For enthusiasts like Pranav Kamesh, an 18-year-old student at Indian Institute of Technology-Madras, the arithmetic-based variants are the most enjoyable. In the Killer Sudoku, normal rules apply, except that the sum of certain unknown numbers adds up to the figure given in the corner. In the Arrow Sudoku, the numbers along the arrow must add up to that placed in a circle. “They are time-consuming, but a lot of fun,” he said. “You have to get all the possibilities and then solve it.”
Kamesh said he learnt the skills to crack challenging sudoku puzzles from the sudoku WhatsApp group. The experienced solvers, like Seshadri and Rai, instruct and guide the members, even beginners, teaching them tricks and shortcuts. “This was a group that first began as a way for some of the core members to discuss puzzles and methods to solve them,” said Rai. “We then opened it up to people from across the country.” The criterion for adding people to the group is that they should be interested, he said. “We are not talking about level here—they could be at beginners’ level—but there should be genuine interest.”
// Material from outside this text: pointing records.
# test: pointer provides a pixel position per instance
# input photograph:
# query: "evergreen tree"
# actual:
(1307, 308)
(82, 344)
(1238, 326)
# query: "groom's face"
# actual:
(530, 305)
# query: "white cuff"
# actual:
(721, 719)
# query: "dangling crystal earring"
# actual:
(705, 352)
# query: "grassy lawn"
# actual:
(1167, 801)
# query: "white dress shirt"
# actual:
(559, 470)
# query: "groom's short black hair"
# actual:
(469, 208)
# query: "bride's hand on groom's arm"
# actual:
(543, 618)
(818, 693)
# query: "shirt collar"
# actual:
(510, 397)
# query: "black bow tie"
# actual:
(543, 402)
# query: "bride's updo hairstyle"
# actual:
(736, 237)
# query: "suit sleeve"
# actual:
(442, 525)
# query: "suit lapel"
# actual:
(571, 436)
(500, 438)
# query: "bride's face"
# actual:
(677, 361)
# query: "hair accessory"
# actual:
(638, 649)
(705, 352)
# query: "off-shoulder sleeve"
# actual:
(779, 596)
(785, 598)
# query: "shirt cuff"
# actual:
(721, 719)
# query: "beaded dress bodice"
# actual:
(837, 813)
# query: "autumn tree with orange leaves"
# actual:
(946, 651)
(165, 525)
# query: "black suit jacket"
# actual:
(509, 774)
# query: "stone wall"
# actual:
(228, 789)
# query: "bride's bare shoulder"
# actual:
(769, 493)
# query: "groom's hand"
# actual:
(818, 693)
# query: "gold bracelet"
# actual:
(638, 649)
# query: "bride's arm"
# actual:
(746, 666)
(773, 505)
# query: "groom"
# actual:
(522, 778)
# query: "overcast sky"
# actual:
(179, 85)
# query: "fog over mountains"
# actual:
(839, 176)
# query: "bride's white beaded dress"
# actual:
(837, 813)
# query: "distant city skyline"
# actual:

While some cities had active sub-groups of their own, like a 100-member circle in Mumbai or a group of 30 enthusiasts in Kolkata, there is also a big Indian WhatsApp group that is active and thriving with 150 members, including students, doctors, lawyers, artists, software professionals and even an engine driver.
“Whenever I’m stuck while solving a puzzle, I post a picture of it on the group,” said G Vijaya, a librarian in Chennai. “Within minutes, somebody replies, giving me a small hint, directing my attention to a particular number or cell. Then I ponder over it for a while and solve it.”
Back in Delhi, Gandhi, too, posts queries as late as 1 a.m while on a night shift at work. Each time, she receives a reply immediately, with a clue to help her. “I really don’t know why everyone is awake so late,” she said, puzzled.